Hebei University of Technology, 300400 Tianjin, China.
Hebei University of Technology, 300400 Tianjin, China.
Gene. 2020 Aug 5;750:144757. doi: 10.1016/j.gene.2020.144757. Epub 2020 May 6.
Breast cancer is a very serious disease that threatens human health. The identification of co-expression modules is conducive to revealing the interaction mechanism between genes. The potential biomarkers identified from the co-expression modules have profound implications for the diagnosis and treatment of breast cancer. According to the clinical staging information, the gene expression data of breast cancer was divided into different stages and analyzed separately. The co-expression modules for each stage were identified by WGCNA. The pathways involved in the co-expression modules of each stage were revealed by KEGG enrichment analysis. Combined with clinical information, 81 core genes were screened from the co-expression modules of each stage. By constructing a support vector machine, it was confirmed that these core genes can effectively distinguish breast cancer samples. The biological functions involved in these core genes are revealed by GO enrichment analysis. Survival analysis showed that the expression of 11 genes had significant effects on the survival of breast cancer patients. These results may provide a reference for the mechanism study of breast cancer.
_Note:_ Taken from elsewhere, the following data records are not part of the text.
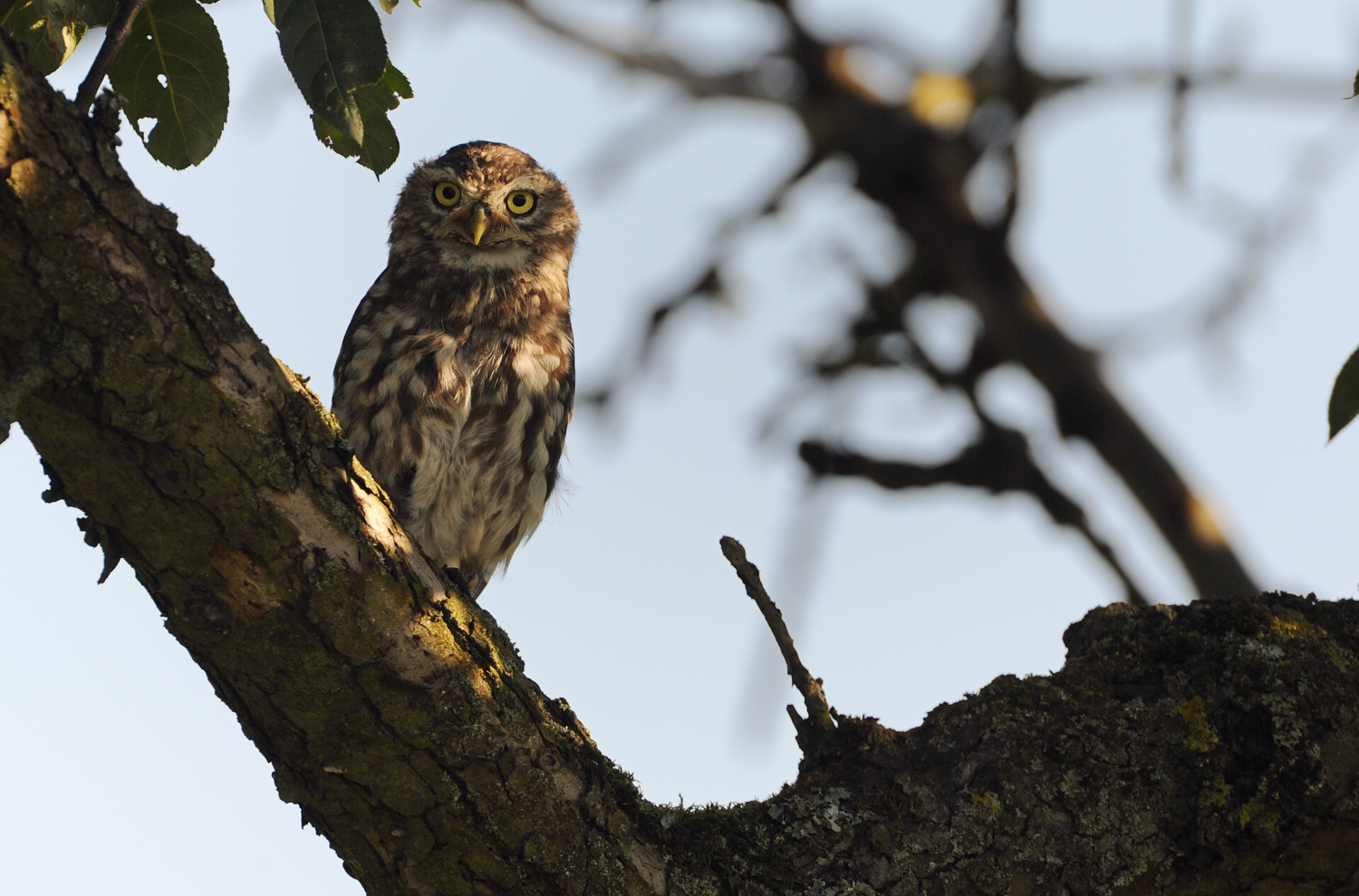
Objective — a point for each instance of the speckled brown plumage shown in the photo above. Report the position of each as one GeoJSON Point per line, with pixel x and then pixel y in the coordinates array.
{"type": "Point", "coordinates": [457, 374]}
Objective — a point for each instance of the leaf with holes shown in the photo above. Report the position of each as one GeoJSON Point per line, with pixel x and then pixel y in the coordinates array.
{"type": "Point", "coordinates": [380, 147]}
{"type": "Point", "coordinates": [173, 68]}
{"type": "Point", "coordinates": [1345, 396]}
{"type": "Point", "coordinates": [332, 48]}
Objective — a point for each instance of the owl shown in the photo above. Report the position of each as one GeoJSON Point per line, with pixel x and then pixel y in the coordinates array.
{"type": "Point", "coordinates": [457, 375]}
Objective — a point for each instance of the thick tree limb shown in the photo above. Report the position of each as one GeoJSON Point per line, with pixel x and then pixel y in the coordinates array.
{"type": "Point", "coordinates": [394, 713]}
{"type": "Point", "coordinates": [1203, 749]}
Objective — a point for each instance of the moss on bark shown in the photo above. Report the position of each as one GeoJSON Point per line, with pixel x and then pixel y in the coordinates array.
{"type": "Point", "coordinates": [1201, 749]}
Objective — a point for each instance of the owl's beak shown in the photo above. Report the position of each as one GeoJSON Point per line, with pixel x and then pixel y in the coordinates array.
{"type": "Point", "coordinates": [477, 226]}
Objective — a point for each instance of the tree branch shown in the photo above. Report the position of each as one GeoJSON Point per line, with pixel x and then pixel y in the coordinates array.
{"type": "Point", "coordinates": [113, 38]}
{"type": "Point", "coordinates": [1204, 749]}
{"type": "Point", "coordinates": [818, 711]}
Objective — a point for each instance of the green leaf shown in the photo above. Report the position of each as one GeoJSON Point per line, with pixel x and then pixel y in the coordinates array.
{"type": "Point", "coordinates": [52, 29]}
{"type": "Point", "coordinates": [332, 48]}
{"type": "Point", "coordinates": [380, 147]}
{"type": "Point", "coordinates": [1345, 396]}
{"type": "Point", "coordinates": [173, 68]}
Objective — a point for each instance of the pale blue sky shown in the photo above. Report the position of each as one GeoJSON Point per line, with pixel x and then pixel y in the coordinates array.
{"type": "Point", "coordinates": [125, 776]}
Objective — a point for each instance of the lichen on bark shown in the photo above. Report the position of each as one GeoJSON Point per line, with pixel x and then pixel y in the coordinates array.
{"type": "Point", "coordinates": [1201, 749]}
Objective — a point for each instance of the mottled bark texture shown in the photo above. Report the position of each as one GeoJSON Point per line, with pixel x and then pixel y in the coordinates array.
{"type": "Point", "coordinates": [1204, 749]}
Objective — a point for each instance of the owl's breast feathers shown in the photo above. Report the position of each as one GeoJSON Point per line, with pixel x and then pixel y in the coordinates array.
{"type": "Point", "coordinates": [456, 389]}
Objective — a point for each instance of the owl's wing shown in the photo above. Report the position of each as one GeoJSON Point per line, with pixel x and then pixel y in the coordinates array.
{"type": "Point", "coordinates": [393, 381]}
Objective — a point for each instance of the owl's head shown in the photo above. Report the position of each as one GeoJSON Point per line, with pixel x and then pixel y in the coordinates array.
{"type": "Point", "coordinates": [484, 206]}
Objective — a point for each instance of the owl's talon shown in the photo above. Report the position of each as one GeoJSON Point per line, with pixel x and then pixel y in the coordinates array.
{"type": "Point", "coordinates": [459, 583]}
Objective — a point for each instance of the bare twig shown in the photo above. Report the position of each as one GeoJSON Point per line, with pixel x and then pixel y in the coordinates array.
{"type": "Point", "coordinates": [818, 711]}
{"type": "Point", "coordinates": [119, 30]}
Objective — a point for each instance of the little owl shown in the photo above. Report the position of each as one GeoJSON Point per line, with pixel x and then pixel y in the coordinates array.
{"type": "Point", "coordinates": [456, 378]}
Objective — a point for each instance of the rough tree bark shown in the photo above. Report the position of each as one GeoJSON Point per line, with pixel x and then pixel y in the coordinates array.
{"type": "Point", "coordinates": [1201, 749]}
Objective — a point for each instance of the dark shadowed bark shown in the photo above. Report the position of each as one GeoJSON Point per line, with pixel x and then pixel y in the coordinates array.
{"type": "Point", "coordinates": [1201, 749]}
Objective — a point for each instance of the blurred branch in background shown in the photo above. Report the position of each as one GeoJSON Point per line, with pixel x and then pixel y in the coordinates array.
{"type": "Point", "coordinates": [937, 149]}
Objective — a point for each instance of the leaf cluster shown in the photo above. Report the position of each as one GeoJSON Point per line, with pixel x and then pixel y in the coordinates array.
{"type": "Point", "coordinates": [171, 68]}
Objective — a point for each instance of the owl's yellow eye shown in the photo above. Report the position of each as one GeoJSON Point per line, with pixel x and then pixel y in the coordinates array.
{"type": "Point", "coordinates": [521, 201]}
{"type": "Point", "coordinates": [448, 193]}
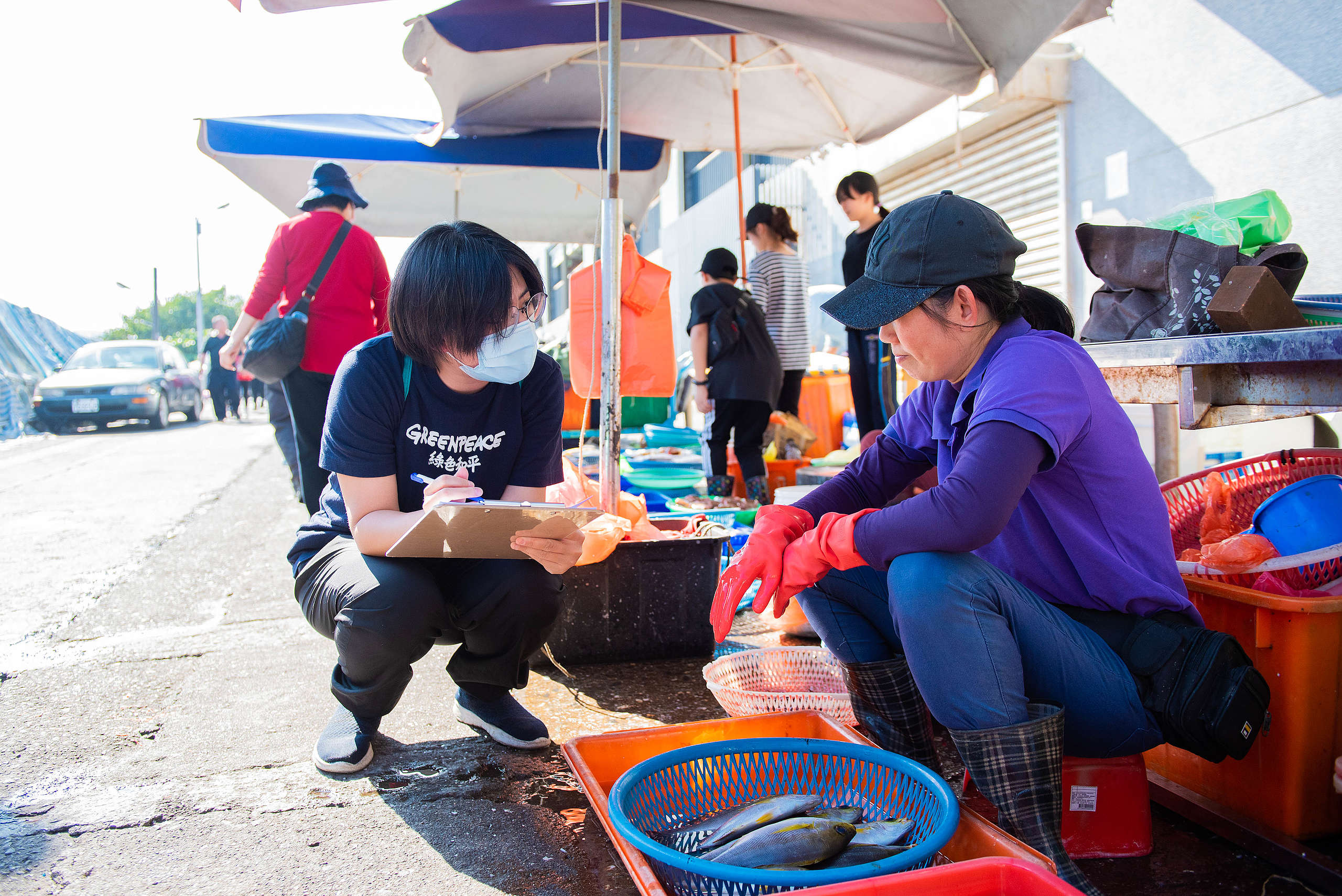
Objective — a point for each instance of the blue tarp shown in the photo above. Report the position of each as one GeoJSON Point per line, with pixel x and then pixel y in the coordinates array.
{"type": "Point", "coordinates": [31, 347]}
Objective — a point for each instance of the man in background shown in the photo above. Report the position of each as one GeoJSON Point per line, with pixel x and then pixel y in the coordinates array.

乳腺癌是一种严重威胁人类健康的疾病。共表达模块的鉴定有助于揭示基因之间的相互作用机制。从共表达模块中鉴定出的潜在生物标志物对乳腺癌的诊断和治疗具有深远的意义。根据临床分期信息,将乳腺癌的基因表达数据分为不同阶段并分别进行分析。通过 WGCNA 鉴定每个阶段的共表达模块。通过 KEGG 富集分析揭示每个阶段共表达模块中涉及的途径。结合临床信息,从每个阶段的共表达模块中筛选出 81 个核心基因。通过构建支持向量机,证实这些核心基因可以有效地区分乳腺癌样本。通过 GO 富集分析揭示这些核心基因所涉及的生物学功能。生存分析表明,11 个基因的表达对乳腺癌患者的生存有显著影响。这些结果可能为乳腺癌的机制研究提供参考。